How China papers fought censorship

Above photo is a stack of the Southern Weekly, whose staff protested against censorship, on display at a newsstand in Beijing.

Journalists at the Beijing News were at home late one night last week when their mobile phones started ringing.

Colleagues in the newsroom were telling them of a showdown between the newspaper's management and propaganda-department officials.

That afternoon, propaganda officials had gone to see publisher Dai Zigeng and editor-in-chief Wang Yuechun to demand that the paper heed a government directive to publish an editorial by the nationalist Global Times, denouncing protests against censorship at another paper, the Southern Weekly.

But the Beijing News was resisting.

That night at the Beijing News, Mr Dai and Mr Wang called a meeting with a small group of staff - mostly editors, though reporters who were close to the office rushed back.

They asked for opinions about running the editorial criticising the Southern Weekly.

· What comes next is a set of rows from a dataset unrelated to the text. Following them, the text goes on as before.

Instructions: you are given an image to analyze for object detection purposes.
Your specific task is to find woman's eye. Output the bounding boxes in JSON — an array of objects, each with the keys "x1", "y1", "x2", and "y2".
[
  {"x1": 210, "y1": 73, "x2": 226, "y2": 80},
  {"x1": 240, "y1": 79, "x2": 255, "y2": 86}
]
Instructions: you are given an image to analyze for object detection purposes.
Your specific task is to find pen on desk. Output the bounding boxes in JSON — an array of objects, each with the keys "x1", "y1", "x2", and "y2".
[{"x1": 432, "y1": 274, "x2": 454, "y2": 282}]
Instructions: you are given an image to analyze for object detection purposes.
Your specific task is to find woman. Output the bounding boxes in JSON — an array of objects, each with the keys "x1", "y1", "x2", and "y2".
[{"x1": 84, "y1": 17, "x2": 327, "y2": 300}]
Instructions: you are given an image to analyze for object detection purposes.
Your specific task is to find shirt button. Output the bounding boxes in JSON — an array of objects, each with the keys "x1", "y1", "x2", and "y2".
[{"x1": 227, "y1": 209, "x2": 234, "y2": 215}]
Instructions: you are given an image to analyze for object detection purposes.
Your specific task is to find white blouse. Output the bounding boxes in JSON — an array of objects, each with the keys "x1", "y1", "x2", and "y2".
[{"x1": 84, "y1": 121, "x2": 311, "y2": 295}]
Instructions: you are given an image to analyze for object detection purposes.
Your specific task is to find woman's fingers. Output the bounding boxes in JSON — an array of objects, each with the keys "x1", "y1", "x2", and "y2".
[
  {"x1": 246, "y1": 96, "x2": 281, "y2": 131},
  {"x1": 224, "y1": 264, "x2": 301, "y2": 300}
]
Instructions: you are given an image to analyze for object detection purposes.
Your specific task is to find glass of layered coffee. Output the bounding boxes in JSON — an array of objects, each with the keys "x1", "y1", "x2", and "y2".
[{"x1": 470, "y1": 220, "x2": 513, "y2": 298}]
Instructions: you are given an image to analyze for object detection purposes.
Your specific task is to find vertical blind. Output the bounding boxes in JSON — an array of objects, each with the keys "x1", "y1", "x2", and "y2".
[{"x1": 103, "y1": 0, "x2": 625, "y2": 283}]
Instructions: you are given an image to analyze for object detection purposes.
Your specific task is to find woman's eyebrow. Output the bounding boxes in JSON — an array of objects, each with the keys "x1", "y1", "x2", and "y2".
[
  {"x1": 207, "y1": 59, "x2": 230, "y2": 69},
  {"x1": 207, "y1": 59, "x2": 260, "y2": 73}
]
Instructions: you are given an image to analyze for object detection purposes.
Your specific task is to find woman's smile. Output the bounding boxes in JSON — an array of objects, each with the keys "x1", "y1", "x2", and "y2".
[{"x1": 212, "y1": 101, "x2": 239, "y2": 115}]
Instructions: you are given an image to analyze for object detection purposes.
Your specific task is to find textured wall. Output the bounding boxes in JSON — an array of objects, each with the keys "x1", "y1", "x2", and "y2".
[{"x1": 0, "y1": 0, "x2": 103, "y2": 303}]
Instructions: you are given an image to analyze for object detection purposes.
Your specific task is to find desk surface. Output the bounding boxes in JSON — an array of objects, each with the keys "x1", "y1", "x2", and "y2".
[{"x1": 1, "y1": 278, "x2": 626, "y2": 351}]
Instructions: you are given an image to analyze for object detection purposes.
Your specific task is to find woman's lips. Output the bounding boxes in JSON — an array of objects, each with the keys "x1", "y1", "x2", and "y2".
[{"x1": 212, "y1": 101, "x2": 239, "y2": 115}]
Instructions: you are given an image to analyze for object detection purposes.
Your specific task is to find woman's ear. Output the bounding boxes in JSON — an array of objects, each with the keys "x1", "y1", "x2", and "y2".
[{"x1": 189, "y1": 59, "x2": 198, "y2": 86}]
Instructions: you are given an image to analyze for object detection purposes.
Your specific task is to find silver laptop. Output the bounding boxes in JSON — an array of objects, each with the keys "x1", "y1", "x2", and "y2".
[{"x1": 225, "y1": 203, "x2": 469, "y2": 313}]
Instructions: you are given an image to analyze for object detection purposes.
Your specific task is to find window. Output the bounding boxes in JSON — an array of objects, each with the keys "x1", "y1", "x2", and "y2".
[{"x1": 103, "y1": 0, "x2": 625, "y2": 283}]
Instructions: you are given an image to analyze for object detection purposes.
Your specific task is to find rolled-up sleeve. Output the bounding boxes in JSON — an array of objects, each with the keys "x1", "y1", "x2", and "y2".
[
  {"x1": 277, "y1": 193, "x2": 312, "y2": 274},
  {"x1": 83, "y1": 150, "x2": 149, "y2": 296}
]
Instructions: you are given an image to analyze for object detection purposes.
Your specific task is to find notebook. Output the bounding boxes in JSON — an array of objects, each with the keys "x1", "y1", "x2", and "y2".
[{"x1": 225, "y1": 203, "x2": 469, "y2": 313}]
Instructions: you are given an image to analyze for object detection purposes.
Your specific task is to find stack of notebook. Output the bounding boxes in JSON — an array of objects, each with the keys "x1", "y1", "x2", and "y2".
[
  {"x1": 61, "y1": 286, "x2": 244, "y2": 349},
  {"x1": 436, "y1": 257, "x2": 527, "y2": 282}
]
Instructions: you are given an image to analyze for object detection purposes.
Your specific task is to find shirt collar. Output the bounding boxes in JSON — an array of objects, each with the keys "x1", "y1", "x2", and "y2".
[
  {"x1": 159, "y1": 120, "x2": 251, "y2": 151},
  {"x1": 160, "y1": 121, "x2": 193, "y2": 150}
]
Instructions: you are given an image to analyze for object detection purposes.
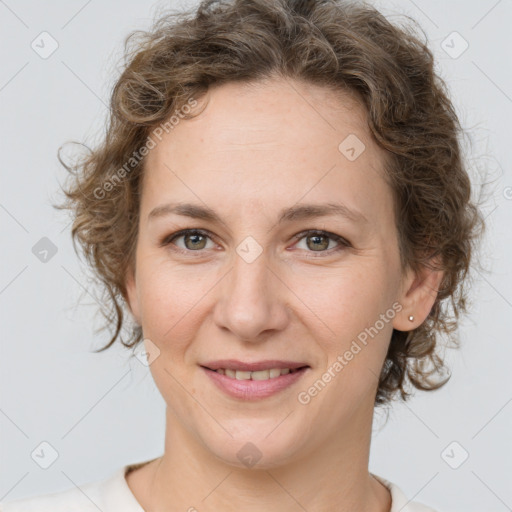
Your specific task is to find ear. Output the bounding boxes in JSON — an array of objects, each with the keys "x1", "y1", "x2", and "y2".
[
  {"x1": 393, "y1": 257, "x2": 444, "y2": 331},
  {"x1": 125, "y1": 266, "x2": 141, "y2": 325}
]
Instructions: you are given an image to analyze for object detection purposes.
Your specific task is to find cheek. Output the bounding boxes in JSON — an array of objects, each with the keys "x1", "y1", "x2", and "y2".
[
  {"x1": 297, "y1": 265, "x2": 390, "y2": 337},
  {"x1": 137, "y1": 262, "x2": 205, "y2": 349},
  {"x1": 295, "y1": 262, "x2": 398, "y2": 395},
  {"x1": 300, "y1": 269, "x2": 396, "y2": 417}
]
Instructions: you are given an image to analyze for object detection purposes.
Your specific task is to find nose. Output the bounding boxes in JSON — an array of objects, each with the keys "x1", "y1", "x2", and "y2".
[{"x1": 213, "y1": 250, "x2": 290, "y2": 342}]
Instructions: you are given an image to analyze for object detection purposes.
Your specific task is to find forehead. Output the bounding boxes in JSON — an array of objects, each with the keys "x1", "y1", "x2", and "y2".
[{"x1": 141, "y1": 78, "x2": 393, "y2": 227}]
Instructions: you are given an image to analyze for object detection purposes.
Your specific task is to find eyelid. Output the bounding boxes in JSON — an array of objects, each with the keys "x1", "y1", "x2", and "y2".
[
  {"x1": 291, "y1": 229, "x2": 350, "y2": 254},
  {"x1": 160, "y1": 228, "x2": 218, "y2": 252},
  {"x1": 161, "y1": 228, "x2": 350, "y2": 255}
]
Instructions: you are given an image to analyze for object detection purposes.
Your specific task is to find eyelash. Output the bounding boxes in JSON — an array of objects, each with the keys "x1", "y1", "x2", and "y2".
[{"x1": 160, "y1": 228, "x2": 350, "y2": 257}]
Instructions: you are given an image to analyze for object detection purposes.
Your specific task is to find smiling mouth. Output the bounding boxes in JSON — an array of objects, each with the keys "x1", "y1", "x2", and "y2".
[{"x1": 201, "y1": 366, "x2": 309, "y2": 381}]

Everyone opposed it despite a threat from the authorities to shut their paper down, said an editor.

The Global Times, owned by party mouthpiece the People's Daily, blamed overseas forces for inciting the Southern Weekly protests and said China was not ready for dramatic media reforms.

The talks between the Beijing News and the propaganda officials went on into the night.

Mr Dai, who had built the Beijing News into a title known for feisty reporting and commentary, told the officials that he might as well resign if the government was forcing the paper to print something against its will.